En la presente actuación, dos de los Magistrados de la Sala Penal del Tribunal Superior de Distrito Judicial de Santa Rosa de Viterbo, manifestaron su impedimento basados en la causal 4ª del artículo 56 de la Ley 906 de 2004, cuyo tenor literal dispone: “ Que el funcionario judicial haya sido apoderado o defensor de alguna de las partes, o sea o haya sido contraparte de cualquiera de ellos, o haya dado consejo o manifestado su opinión sobre el asunto materia del proceso. ” (negrillas fuera de texto). 3.1.
Los mencionados funcionarios, manifiestan que se encuentran impedidos para conocer de dicho asunto, habida consideración de que en algunos apartes de la acción de tutela (que interpuso la denunciante dentro del presente asunto) se dijo que habían revisado el expediente y que no encontraron irregularidad alguna; sin embargo, señalan, que esa no fue la razón por la que se negó la tutela, indican que “ se negó porque respecto de la mayoría de las providencias que se dictaron en el proceso ejecutivo no se hizo uso de los recursos de ley, por ser proceso de única instancia y que procedía respecto de todas las decisiones, por lo menos el recurso de reposición”.
Lo cierto es que sí resulta necesario revisar la entidad del pronunciamiento pues el impedimento no puede fundarse en una afirmación abstracta y general, sino que debe acreditarse la estrecha relación de lo decidido previamente, con el asunto que ha de resolver el funcionario. 4. Al respecto, esta Sala ha sostenido que la causal invocada se presenta cuando la opinión o concepto del funcionario es trascendental, vinculante y se ha producido por fuera del proceso judicial, pues de otra forma el juez se vería impedido para conocer de cualquier asunto en que haya realizado algún tipo de valoración: “La opinión o concepto anticipado que constituye motivo de impedimento, debe ser sustancial, vinculante y sobre todo emitido fuera del proceso y no dentro del mismo, “pues sólo aquella que se produce extraprocesalmente puede conducir a la separación del asunto ( ).

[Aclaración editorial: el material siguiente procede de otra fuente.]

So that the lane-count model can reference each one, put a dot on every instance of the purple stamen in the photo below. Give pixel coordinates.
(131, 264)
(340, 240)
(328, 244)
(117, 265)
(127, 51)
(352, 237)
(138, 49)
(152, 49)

Asimismo, la opinión con virtualidad suficiente para la separación del conocimiento del asunto, debe ser de fondo, sustancial, esto es que vincule al funcionario judicial con el asunto sometido a su consideración al punto que le impida actuar con imparcialidad y ponderación que de él espera la comunidad, y particularmente los sujetos intervinientes en la actuación. “Ha sido posición recurrente de la Sala señalar que, no toda opinión o concepto sobre el objeto del proceso origina causal impediente, pues la que adquiere relevancia jurídica en esta materia es la emitida por fuera del proceso y de tal entidad o naturaleza que vincule al funcionario sobre el aspecto que ha de ser objeto de decisión. No es aquella opinión expresada por el juez en ejercicio de sus funciones, exceptuado el evento de ‘haber dictado la providencia cuya revisión se trata’, porque ello entrañaría el absurdo de que la facultad que la ley otorga al juez para cumplir su actividad judicial a la vez lo inhabilita para intervenir en otros asuntos de su competencia, procedimiento que ni la ley autoriza ni la lógica justifica." En relación con la relevancia que debe ostentar el concepto u opinión emitido por el funcionario judicial, ha señalado la Sala que: “ (…) no basta para su configuración que el funcionario la enuncie vaga, genérica y abstractamente, no es suficiente que se limite a manifestar que expresó su opinión o que dio su parecer respecto de la cuestión debatida o haga cualquier otra análoga aseveración. Es necesario, por lo menos, que precise en qué consistió dicha opinión, sobre qué materia versó, y tenga relación directa con aspectos fundamentales que se debaten en el proceso, pues no toda opinión, así esta tenga algunos nexos con cuestiones que posteriormente atraen el examen judicial, puede implicar un anticipada visión del caso o una apreciación que resta libertad de análisis (…) ”. 5.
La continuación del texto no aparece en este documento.